On ne va pas en remettre une couche sur l’état maladif du film d’horreur français. Non que Livide s’impose comme une cure providentielle. Mais ses symptômes sont d’un autre ordre. Bustillo & Maury avaient su, avec A l’intérieur, susciter l’espoir d’une nouvelle promo de l’horreur hexagonale, bonne élève et franc-tireuse à la fois, sans autre prétention que d’assurer son rôle primordial : faire peur, ou au moins essayer. Là où celui-ci s’insérait habilement dans le carcan du giallo, Livide préfère revenir aux règles foraines de la maison hantée et à son programme de jump scares. L’histoire : un trio de jeunes amis décide, le soir de la fête des morts, de cambrioler le manoir d’une vieille femme dans le coma, qui, selon la légende, y aurait planqué un fabuleux trésor. À peine sa situation posée, Livide va direct à l’os, fait le minimum syndical sur la caractérisation des personnages, parvient même à les rendre crédibles, malgré trois acteurs encore verts. L’apparition de Catherine Jacob, en matrone à face droopiesque, confirme, après le choix d’une Béatrice Dalle en égérie giallo, un certain talent pour équilibrer stéréotypes du genre et sens du casting pour les vivifier. Après la banlieue anonyme, le choix d’un folklore inédit (la Bretagne) dépasse le simple opportunisme de l’originalité. Emporté par cette déterritorialisation vers l’Ouest, le film joue habilement des codes de l’imagerie celte (rades de marins, lande brumeuse, feu follets) pour insuffler une ambiance fantasmagorique étonnement crédible.
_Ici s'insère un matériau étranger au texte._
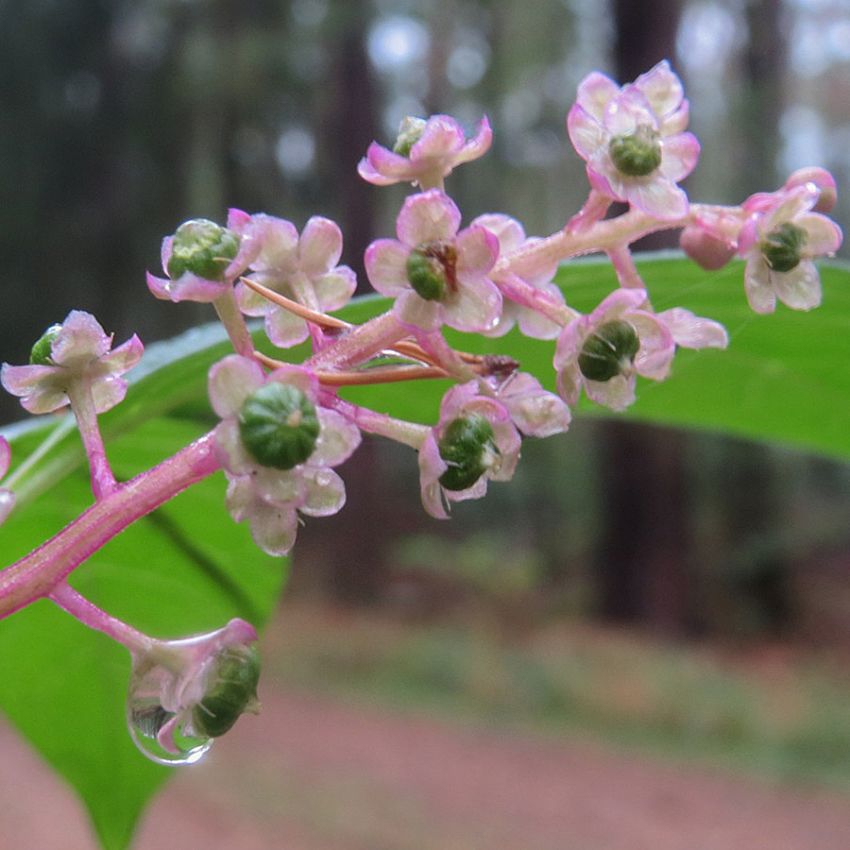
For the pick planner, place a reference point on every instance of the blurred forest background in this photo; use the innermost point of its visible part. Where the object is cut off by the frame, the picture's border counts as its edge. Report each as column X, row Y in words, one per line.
column 121, row 118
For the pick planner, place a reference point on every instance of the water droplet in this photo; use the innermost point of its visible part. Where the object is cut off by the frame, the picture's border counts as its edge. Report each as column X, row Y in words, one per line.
column 164, row 736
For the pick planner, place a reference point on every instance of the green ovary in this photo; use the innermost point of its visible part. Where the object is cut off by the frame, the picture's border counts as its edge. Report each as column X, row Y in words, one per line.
column 782, row 247
column 636, row 154
column 609, row 351
column 468, row 447
column 279, row 426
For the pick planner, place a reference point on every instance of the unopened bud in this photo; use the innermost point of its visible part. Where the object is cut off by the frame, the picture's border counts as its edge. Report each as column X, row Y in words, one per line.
column 781, row 247
column 409, row 133
column 708, row 251
column 203, row 248
column 279, row 426
column 636, row 154
column 427, row 274
column 231, row 692
column 468, row 447
column 42, row 352
column 609, row 351
column 822, row 180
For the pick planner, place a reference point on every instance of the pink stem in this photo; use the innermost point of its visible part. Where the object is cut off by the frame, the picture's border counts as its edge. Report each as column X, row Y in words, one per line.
column 82, row 403
column 234, row 323
column 36, row 575
column 95, row 618
column 523, row 293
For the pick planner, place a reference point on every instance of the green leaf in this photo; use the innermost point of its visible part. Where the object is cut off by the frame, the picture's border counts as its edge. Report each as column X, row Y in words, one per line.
column 188, row 568
column 784, row 377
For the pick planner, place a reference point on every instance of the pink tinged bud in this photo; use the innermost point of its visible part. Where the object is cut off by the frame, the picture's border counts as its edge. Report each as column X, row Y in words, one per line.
column 78, row 350
column 823, row 181
column 425, row 152
column 706, row 250
column 185, row 693
column 780, row 240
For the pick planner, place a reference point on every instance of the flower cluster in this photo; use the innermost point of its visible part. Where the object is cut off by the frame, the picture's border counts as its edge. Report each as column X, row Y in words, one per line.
column 284, row 429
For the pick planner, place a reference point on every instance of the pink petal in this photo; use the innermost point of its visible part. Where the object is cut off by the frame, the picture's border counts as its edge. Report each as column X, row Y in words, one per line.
column 477, row 251
column 760, row 294
column 285, row 329
column 278, row 240
column 441, row 139
column 320, row 247
column 386, row 266
column 122, row 358
column 679, row 155
column 82, row 338
column 7, row 502
column 337, row 441
column 595, row 92
column 617, row 394
column 324, row 492
column 662, row 88
column 586, row 133
column 273, row 527
column 416, row 312
column 107, row 392
column 335, row 288
column 385, row 165
column 506, row 229
column 475, row 307
column 427, row 217
column 800, row 288
column 690, row 331
column 230, row 382
column 659, row 197
column 230, row 451
column 478, row 145
column 187, row 287
column 431, row 467
column 823, row 236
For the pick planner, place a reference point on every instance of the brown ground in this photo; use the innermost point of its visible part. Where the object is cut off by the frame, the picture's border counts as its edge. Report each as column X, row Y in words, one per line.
column 321, row 775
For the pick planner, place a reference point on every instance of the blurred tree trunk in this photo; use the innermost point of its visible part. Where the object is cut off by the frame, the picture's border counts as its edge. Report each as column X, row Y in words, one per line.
column 643, row 547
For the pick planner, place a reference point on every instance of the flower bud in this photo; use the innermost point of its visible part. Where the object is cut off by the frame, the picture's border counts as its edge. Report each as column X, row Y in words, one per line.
column 636, row 154
column 409, row 133
column 781, row 247
column 468, row 447
column 203, row 248
column 231, row 692
column 431, row 270
column 822, row 180
column 708, row 251
column 42, row 352
column 609, row 351
column 278, row 425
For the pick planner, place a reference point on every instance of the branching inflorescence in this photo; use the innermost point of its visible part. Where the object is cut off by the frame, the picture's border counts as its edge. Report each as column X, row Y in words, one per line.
column 284, row 428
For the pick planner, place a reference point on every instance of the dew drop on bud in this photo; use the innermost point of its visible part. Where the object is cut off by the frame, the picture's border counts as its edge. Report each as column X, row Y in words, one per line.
column 164, row 736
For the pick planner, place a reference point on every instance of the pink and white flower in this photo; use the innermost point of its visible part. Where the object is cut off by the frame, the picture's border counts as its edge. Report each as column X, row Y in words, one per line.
column 425, row 152
column 436, row 274
column 532, row 322
column 219, row 251
column 272, row 498
column 606, row 350
column 304, row 269
column 632, row 140
column 77, row 352
column 779, row 241
column 474, row 442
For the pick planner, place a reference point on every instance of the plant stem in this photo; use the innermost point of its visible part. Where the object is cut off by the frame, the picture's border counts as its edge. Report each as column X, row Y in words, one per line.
column 37, row 574
column 95, row 618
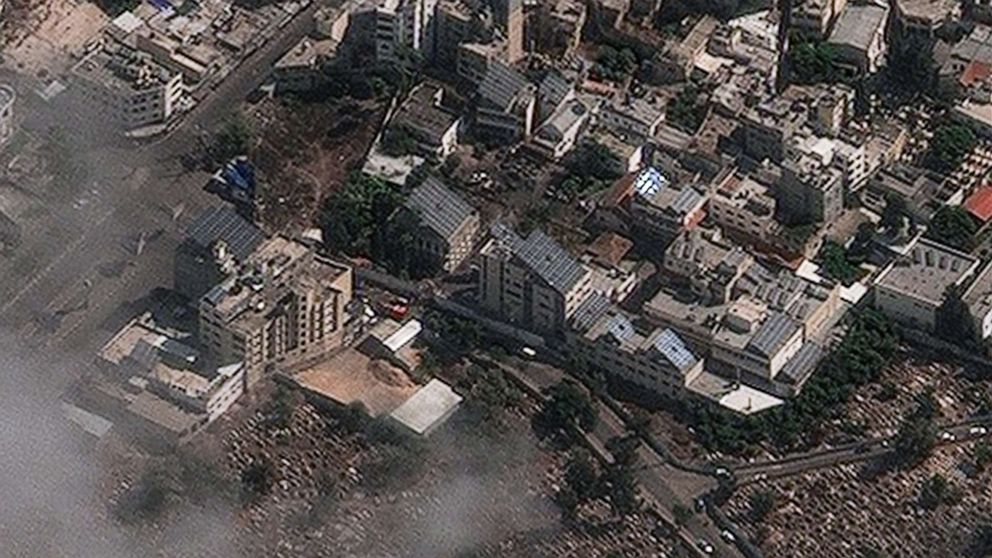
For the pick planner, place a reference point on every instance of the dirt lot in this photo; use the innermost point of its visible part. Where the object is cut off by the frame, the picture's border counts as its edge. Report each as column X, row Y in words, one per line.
column 306, row 151
column 350, row 493
column 850, row 511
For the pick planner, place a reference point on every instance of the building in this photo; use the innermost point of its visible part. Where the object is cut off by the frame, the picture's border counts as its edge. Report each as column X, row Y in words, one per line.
column 216, row 243
column 926, row 17
column 404, row 28
column 560, row 132
column 127, row 87
column 810, row 191
column 633, row 117
column 859, row 38
column 506, row 105
column 978, row 299
column 433, row 128
column 285, row 304
column 448, row 225
column 653, row 358
column 531, row 282
column 158, row 388
column 814, row 18
column 304, row 66
column 661, row 206
column 7, row 97
column 912, row 288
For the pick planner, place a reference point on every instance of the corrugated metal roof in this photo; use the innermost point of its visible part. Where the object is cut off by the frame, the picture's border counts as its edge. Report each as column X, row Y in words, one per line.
column 772, row 334
column 649, row 181
column 802, row 365
column 543, row 256
column 439, row 209
column 223, row 223
column 620, row 328
column 671, row 346
column 501, row 85
column 590, row 311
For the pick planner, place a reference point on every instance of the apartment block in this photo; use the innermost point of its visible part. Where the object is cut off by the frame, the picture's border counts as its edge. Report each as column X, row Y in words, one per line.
column 286, row 303
column 532, row 282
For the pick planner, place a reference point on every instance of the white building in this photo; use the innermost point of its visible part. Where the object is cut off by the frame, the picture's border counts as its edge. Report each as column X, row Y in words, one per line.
column 404, row 25
column 128, row 87
column 912, row 288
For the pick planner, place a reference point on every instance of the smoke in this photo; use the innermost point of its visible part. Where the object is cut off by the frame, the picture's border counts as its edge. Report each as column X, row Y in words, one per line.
column 51, row 501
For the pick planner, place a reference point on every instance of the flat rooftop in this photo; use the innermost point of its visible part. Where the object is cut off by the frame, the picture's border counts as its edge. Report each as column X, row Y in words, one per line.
column 352, row 377
column 927, row 270
column 428, row 408
column 733, row 395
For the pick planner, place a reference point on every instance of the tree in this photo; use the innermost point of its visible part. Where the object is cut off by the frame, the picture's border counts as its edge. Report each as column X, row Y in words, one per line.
column 915, row 441
column 569, row 404
column 685, row 111
column 953, row 226
column 581, row 476
column 812, row 62
column 950, row 144
column 894, row 214
column 761, row 503
column 257, row 478
column 836, row 265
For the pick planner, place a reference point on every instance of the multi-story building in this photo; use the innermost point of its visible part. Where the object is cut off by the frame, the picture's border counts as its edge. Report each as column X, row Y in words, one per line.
column 7, row 97
column 558, row 134
column 810, row 191
column 286, row 303
column 640, row 118
column 814, row 18
column 654, row 358
column 506, row 104
column 128, row 87
column 912, row 288
column 404, row 28
column 433, row 128
column 531, row 282
column 448, row 225
column 859, row 38
column 215, row 244
column 926, row 17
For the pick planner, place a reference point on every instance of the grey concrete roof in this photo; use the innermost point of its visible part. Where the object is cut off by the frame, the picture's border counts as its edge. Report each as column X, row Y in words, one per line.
column 858, row 25
column 773, row 334
column 224, row 223
column 440, row 209
column 543, row 256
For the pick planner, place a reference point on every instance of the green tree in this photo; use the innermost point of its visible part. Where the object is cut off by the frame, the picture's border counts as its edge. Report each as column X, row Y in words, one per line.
column 950, row 144
column 762, row 503
column 812, row 62
column 953, row 226
column 568, row 404
column 915, row 440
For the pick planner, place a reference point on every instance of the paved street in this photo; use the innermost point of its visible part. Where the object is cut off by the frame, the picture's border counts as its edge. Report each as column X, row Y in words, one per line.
column 79, row 272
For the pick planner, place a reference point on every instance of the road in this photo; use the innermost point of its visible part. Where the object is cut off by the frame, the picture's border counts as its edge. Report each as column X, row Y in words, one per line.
column 79, row 273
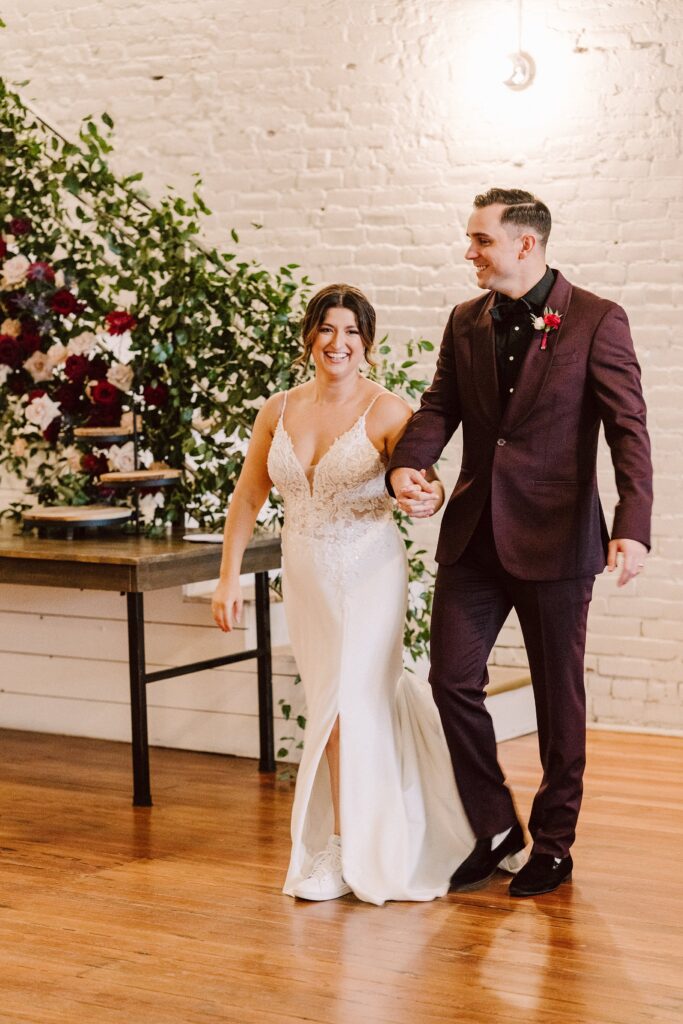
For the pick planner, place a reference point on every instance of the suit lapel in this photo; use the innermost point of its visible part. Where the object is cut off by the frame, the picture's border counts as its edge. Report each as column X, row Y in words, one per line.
column 537, row 363
column 484, row 371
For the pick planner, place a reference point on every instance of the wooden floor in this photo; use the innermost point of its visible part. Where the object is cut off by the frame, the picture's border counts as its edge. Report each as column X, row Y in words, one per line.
column 173, row 914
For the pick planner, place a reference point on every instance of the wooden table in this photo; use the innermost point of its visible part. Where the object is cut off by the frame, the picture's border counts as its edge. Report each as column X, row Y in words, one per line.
column 133, row 565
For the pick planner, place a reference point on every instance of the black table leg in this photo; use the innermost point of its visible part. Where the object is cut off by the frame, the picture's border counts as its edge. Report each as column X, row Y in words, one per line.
column 138, row 701
column 266, row 740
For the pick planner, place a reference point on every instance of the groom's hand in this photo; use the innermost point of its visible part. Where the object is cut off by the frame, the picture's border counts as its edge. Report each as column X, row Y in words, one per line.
column 632, row 555
column 415, row 495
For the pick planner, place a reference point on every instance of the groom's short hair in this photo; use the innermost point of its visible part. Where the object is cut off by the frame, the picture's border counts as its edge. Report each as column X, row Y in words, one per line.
column 522, row 208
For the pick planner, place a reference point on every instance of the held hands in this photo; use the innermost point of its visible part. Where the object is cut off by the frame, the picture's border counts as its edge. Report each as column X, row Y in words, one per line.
column 416, row 495
column 226, row 604
column 632, row 561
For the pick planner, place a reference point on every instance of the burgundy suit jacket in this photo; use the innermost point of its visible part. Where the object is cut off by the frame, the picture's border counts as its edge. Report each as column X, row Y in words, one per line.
column 538, row 459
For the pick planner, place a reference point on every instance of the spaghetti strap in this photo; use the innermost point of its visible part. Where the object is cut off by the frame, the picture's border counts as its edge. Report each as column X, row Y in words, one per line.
column 378, row 395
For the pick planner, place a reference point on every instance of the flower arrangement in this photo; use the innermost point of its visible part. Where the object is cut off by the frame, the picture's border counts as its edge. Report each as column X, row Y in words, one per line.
column 111, row 304
column 60, row 367
column 550, row 321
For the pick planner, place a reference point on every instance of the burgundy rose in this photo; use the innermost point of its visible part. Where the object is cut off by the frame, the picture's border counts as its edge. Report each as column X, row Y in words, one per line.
column 104, row 393
column 77, row 368
column 119, row 322
column 63, row 303
column 94, row 464
column 51, row 431
column 98, row 368
column 18, row 382
column 156, row 394
column 13, row 303
column 30, row 340
column 40, row 271
column 19, row 225
column 11, row 353
column 70, row 397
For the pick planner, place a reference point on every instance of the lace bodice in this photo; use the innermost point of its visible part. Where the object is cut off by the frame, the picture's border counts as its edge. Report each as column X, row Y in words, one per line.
column 346, row 495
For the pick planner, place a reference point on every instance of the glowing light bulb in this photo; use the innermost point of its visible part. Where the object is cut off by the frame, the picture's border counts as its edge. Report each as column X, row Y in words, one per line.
column 520, row 71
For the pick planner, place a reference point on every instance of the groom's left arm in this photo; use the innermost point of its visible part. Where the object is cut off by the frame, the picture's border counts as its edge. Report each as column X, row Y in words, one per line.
column 614, row 376
column 438, row 417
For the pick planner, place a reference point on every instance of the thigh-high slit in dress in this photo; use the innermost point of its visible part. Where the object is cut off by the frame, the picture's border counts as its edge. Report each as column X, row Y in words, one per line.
column 345, row 592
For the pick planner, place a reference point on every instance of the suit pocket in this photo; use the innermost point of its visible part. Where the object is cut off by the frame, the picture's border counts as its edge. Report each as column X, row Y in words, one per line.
column 563, row 358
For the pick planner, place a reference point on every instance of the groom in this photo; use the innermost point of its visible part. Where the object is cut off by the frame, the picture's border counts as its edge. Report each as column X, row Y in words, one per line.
column 530, row 369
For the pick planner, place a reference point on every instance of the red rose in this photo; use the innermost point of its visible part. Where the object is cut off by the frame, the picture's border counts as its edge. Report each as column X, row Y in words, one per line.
column 119, row 322
column 104, row 393
column 51, row 431
column 77, row 368
column 156, row 394
column 63, row 303
column 94, row 464
column 30, row 340
column 17, row 383
column 40, row 271
column 11, row 353
column 70, row 397
column 19, row 225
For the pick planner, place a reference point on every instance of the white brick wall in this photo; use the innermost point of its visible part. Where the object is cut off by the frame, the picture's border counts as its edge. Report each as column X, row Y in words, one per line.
column 357, row 131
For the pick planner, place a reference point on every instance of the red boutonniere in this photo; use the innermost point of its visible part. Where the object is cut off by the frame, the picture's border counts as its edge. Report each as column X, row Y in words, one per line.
column 549, row 322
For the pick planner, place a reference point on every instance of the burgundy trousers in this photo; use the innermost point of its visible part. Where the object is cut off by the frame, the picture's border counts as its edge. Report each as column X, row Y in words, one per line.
column 472, row 600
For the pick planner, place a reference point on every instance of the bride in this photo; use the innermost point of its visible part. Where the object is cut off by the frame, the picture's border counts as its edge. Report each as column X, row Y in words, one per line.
column 376, row 810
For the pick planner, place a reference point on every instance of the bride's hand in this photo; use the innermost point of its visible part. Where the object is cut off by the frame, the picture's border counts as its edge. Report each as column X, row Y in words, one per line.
column 226, row 604
column 421, row 498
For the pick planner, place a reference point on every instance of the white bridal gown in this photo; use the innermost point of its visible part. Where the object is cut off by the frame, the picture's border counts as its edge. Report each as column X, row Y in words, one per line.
column 345, row 591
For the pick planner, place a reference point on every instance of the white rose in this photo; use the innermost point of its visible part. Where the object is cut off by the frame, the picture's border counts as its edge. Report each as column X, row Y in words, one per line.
column 39, row 367
column 42, row 411
column 19, row 448
column 122, row 458
column 13, row 272
column 73, row 457
column 120, row 376
column 82, row 344
column 56, row 353
column 150, row 504
column 10, row 329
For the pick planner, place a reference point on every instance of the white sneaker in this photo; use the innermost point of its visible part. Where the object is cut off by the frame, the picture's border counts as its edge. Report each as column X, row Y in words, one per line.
column 326, row 880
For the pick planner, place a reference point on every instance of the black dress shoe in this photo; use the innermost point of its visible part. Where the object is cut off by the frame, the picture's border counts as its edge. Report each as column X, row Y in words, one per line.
column 541, row 873
column 481, row 864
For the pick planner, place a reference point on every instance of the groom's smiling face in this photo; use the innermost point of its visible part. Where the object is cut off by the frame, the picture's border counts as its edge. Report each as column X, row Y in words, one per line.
column 496, row 250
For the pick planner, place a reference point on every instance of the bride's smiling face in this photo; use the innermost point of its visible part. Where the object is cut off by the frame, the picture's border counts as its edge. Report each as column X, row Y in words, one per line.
column 338, row 348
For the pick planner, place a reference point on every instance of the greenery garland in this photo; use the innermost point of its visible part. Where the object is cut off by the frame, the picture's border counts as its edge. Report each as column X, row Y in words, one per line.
column 109, row 303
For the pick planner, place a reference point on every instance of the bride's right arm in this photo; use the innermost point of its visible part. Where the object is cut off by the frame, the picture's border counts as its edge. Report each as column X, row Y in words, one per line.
column 248, row 498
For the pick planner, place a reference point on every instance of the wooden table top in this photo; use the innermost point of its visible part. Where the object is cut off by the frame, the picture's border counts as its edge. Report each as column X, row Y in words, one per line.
column 121, row 562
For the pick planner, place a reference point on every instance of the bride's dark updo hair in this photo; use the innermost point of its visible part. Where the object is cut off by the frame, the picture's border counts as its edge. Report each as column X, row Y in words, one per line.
column 336, row 297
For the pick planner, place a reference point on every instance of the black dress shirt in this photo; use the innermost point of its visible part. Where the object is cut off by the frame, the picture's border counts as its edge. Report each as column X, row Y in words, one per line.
column 514, row 330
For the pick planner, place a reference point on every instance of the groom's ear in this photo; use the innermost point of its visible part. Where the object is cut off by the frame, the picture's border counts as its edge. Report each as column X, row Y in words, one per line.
column 527, row 244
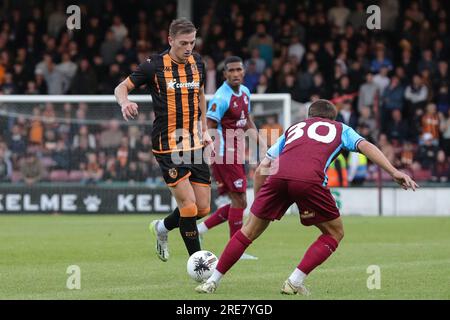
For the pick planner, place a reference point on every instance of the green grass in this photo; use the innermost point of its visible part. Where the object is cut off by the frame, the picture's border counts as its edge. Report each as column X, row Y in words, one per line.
column 117, row 260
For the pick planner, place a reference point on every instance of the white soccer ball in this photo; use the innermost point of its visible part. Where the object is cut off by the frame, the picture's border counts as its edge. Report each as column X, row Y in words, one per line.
column 201, row 265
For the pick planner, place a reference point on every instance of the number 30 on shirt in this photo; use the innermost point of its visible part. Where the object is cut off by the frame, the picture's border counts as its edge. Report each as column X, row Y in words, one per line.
column 296, row 132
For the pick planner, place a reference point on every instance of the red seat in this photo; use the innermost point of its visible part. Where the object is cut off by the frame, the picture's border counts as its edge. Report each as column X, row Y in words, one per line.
column 59, row 175
column 422, row 175
column 76, row 175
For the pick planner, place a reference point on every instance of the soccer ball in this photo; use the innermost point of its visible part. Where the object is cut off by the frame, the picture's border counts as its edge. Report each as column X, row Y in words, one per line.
column 201, row 265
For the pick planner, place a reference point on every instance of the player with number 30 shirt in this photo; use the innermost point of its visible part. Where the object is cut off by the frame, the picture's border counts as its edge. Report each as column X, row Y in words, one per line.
column 301, row 157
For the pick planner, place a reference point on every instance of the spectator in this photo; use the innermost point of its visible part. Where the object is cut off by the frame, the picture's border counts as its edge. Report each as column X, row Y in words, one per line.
column 5, row 166
column 31, row 169
column 392, row 99
column 57, row 82
column 415, row 96
column 443, row 99
column 17, row 143
column 441, row 168
column 67, row 67
column 109, row 48
column 445, row 132
column 367, row 120
column 93, row 172
column 380, row 61
column 407, row 156
column 56, row 20
column 61, row 155
column 211, row 76
column 8, row 86
column 272, row 129
column 85, row 80
column 338, row 15
column 346, row 114
column 427, row 153
column 296, row 50
column 387, row 148
column 84, row 134
column 430, row 122
column 381, row 79
column 397, row 128
column 111, row 137
column 367, row 92
column 251, row 77
column 427, row 62
column 118, row 29
column 263, row 42
column 357, row 18
column 134, row 173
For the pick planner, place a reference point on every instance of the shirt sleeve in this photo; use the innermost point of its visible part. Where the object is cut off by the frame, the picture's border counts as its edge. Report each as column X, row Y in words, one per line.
column 217, row 108
column 276, row 149
column 143, row 74
column 350, row 138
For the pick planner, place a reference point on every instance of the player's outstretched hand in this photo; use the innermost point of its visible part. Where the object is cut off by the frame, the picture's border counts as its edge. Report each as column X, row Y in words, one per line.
column 206, row 139
column 129, row 110
column 404, row 181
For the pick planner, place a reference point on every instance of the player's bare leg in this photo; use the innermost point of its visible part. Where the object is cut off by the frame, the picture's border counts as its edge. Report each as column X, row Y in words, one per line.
column 232, row 212
column 187, row 211
column 202, row 194
column 252, row 229
column 317, row 253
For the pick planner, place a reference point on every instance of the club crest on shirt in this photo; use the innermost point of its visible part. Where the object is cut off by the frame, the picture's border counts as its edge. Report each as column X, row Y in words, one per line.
column 307, row 214
column 238, row 183
column 173, row 173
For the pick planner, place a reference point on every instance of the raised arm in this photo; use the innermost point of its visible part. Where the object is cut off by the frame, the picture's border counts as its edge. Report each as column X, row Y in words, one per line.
column 377, row 157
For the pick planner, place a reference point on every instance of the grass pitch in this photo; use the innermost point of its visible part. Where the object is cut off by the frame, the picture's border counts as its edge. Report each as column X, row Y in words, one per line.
column 117, row 259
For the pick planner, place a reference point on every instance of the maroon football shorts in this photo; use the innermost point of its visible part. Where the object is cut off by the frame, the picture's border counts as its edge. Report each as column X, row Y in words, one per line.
column 229, row 177
column 314, row 201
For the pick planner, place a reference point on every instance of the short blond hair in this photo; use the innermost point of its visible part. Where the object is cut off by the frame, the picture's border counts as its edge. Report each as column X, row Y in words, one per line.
column 181, row 26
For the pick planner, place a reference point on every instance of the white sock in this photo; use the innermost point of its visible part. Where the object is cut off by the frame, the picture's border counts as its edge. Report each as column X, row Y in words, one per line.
column 216, row 277
column 297, row 277
column 202, row 228
column 160, row 227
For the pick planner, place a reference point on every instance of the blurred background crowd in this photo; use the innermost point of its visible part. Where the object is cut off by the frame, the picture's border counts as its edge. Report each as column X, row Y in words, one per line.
column 391, row 85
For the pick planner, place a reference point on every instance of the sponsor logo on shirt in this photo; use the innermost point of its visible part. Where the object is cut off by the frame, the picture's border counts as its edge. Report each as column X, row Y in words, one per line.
column 238, row 183
column 173, row 84
column 307, row 214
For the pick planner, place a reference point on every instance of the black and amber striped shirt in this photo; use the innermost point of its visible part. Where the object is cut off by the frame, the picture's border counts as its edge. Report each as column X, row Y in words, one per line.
column 175, row 92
Fort de cette admirable mise en bouche, Livide aurait pu achever de confirmer le duo en ambassadeur d’une nouvelle ère de terreur pop. Il apparait, au contraire, comme une cinglante régression. Une fois parvenu au seuil de sa maison maléfique (une demi-heure seulement), le film semble déjà à bout de souffle. Passée les portes du manoir, sa noble littéralité s’évanouit devant son exact contraire. Comme pris d’un délire cinéphile superflu (la maison comme musée de l’horreur), Livide bascule dans un bête régime de recyclage, où chaque plan se veut toujours plus sursignifiant que l’autre, dans un esprit d’allégeance aux classiques indémodables. La bonne idée reste d’avoir calquée la progression du récit sur l’architecture de l’espace, chaque pièce incarnant à son tour un pan thématique de la culture horrifique. Malheureusement, à vouloir convoquer autant de genres (vampire ? zombie ? torture porn ?) le film s’égare dans l’exercice-maelstrom et perd toute identité. A force d’exhaustivité et d’homogénéisation de cultures trop disparates, mal suturées entre elles, Livide finit par ne ressembler plus, dans un final éloquent de grotesque, qu’à un bouillon de cultures mal dégluti.

Triste pirouette tant le film disposait d’atouts, à l’image de son héroïne aux yeux vairons (Chloé Coulloud, talent à surveiller malgré tout). Paradoxalement, celle-ci s’avère une parfaite métaphore du film : d’une belle ambivalence (l’hésitation initiale du film entre teen et scary movie), mais trop fragiles d’épaule tous les deux pour faire face à la culture monstre qu’ils se sont entêté à exhumer.